I guess it’s possible M. wrote it himself. Like I said, he can be weird.

Yes, only one letter.

I don’t know anything about any other letters. He only brought in that one.

Yeah, I saw the guy in the hospital. That was weird, too. M. didn’t seem to know what was wrong with the guy or when he was coming home from the VA hospital or anything like that. And they didn’t exactly look like each other, either. The guy seemed like he could have been anyone. But Mrs. C. was talking to M. like it really was his dad. And she let M. go see him, too. I don’t think she would have done that if he wasn’t really his dad. That’s Mrs. C.’s job, mostly: to make sure no one sees a patient unless they’re related to him.

No, I didn’t look at his bracelet. You don’t just walk up to a kid in your class’s dad in his hospital bed and look at his bracelet. Who does that?

Well, no wonder they kicked you out.

No, I’d never seen his dad before. My mom told me he’s a famous Watertown alky. But I don’t think she’s met him, either.

Because that’s what people mean when they say someone’s famous: that they haven’t met him.

I met his mom a couple of times. Parent-teacher nights, I think. She seemed nice.
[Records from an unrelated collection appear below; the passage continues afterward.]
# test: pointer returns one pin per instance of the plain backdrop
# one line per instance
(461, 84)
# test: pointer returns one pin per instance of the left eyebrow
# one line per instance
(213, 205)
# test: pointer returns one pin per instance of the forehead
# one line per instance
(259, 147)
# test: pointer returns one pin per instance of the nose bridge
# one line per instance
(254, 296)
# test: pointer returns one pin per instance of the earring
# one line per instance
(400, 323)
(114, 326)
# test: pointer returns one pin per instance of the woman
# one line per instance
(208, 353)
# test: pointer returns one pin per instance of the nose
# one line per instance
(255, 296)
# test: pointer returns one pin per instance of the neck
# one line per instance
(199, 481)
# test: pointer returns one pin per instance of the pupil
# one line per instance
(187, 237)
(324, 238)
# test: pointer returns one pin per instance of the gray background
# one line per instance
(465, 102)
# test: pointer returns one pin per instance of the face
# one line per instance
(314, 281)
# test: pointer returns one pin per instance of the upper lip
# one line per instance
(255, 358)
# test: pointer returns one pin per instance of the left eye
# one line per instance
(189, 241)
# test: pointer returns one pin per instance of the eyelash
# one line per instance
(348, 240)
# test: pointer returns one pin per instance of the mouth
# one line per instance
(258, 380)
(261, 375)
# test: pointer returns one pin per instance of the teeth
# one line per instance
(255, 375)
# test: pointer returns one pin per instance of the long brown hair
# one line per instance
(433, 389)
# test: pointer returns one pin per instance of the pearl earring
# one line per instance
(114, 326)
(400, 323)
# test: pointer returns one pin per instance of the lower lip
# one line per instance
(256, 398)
She said hi when we met, and then said it was nice to meet me when we said good-bye. That’s what I mean when I say she seemed nice. Plus, she was there , at least, meeting his teachers and stuff. His dad wasn’t. From what my mom says, they don’t seem like they should be married to each other. Then again, my mom shouldn’t have married my dad, either. She’s said so herself.